I cut my teeth on life in Haworth. My years there were as rich as a ripe peach. There were hard, rough experiences as well as good ones - I won't lie, but that's life. The bad stuff pushes your boundaries, builds up your stamina, it's a gym workout for the spirit. For instance I nearly died when cricket ball came whizzing full speed at my head. Luckily it missed my temple, a woman the next week would die from such an accident (not in Haworth - it isn't a cricket accident black pot). Unluckily it landed in my gob, sent my teeth the same shape as the graves in the churchyard and split both lips totally. I had to have them glued, an experience which put childbirth in second place on the pain scale. It took years and years of corrective procedures - I had the last one in March last year. I have a smashing silver scar traversing both lips to show for that. And I had a boyfriend there that dragged my heart over razor blades. And I had some very lean years. I remember one new year being too skint to put petrol in my car to drive to Barnsley for New Year, so myself and my cat shared a tandoori chicken breast in front of the fire. But on the other side of the scales there were mad, times: a whole pub erupting into singing 'Shiny Haworth People' to REM's Shiny Happy People at New Year, where the whole town turned out every year in fancy dress. I excelled myself that year with a full Japanese costume (made out of mum's old shiny Barnsley curtains). I even made a massive bun wig which weighed a ton. And one of the villagers took a fancy to me, an old bloke who had come back to the fold after living in South Africa for years until he left quickly after his wife was strangled, some said - by himself. He bought me a scarf.

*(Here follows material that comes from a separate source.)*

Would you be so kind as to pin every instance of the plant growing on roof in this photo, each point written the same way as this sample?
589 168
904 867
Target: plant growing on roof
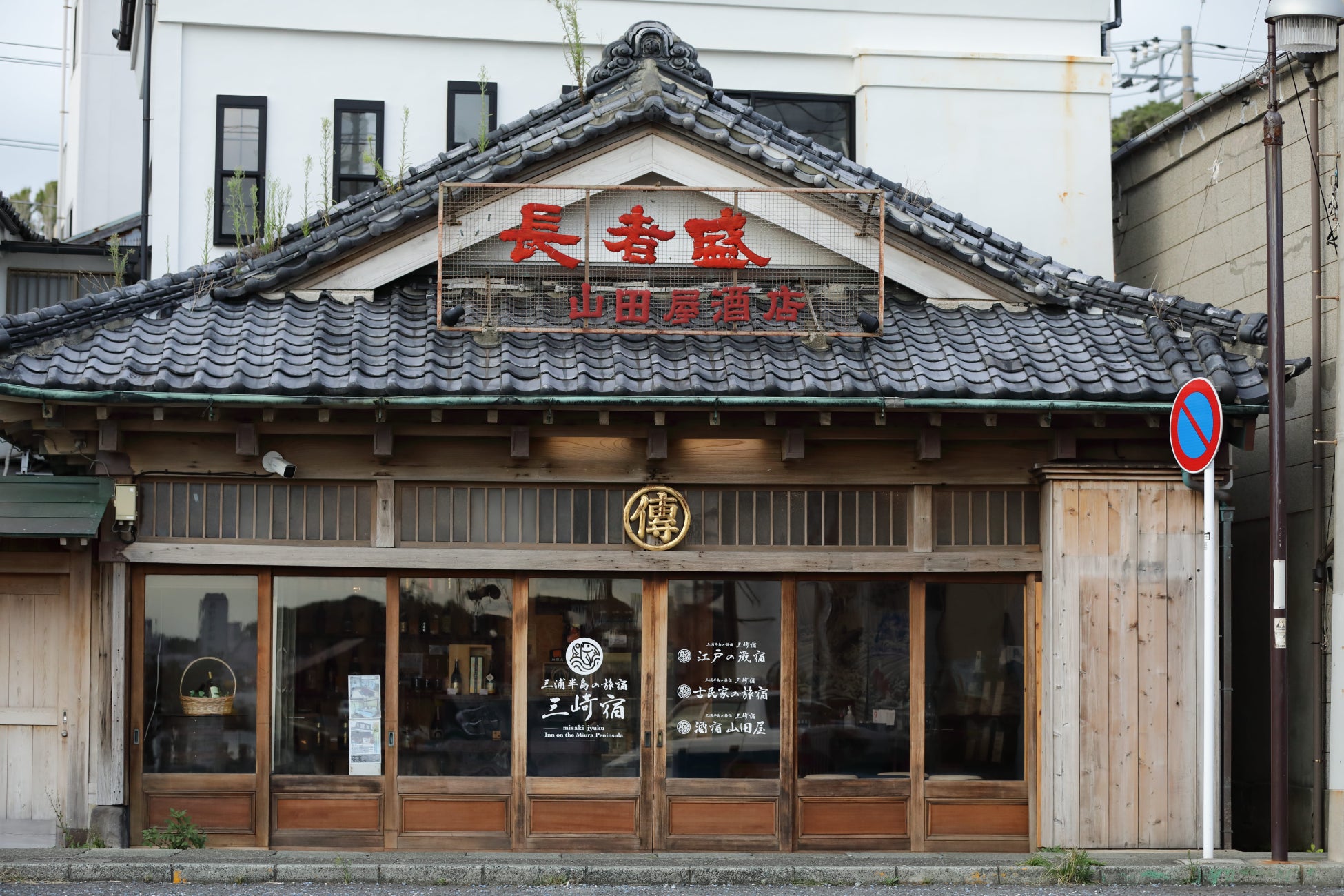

I laughed a hell of a lot in Haworth and had great pals, two of my favourites being the local gay pub landlords Patrick and Irish Martin. Martin would drag me out on the moors with my sheepdog and his Yorkshire Terriers when he felt I needed air in my lungs. Martin walked like Usain Bolt, I needed a defibrillator after a walk with him. They were kind, lovely, mad, wonderful men. Physically I was at my best in Haworth - a 23" waist thanks to hours of hula-hooping, bum-length hair. Nothing wobbled when I brushed my teeth. And I had a fantastic arse in my riding jodhpurs.
I moved there to be smitten by the Brontes,
to be visited by their dead spirits. All
that romantic crap you come up with when you’re pretentious and young. I can’t confess that I ever awoke with
Charlotte whispering plots in my ears, but Haworth worked its magic on me. My
years there gave me enough material to write volumes. The Brontes fired me up, inspired me, started
my brain thinking, ‘I want to write books.’
Jane Eyre remains my constant favourite book, I never tire of it. I went there searching for magic and, with 13
books behind me, I think maybe I found it.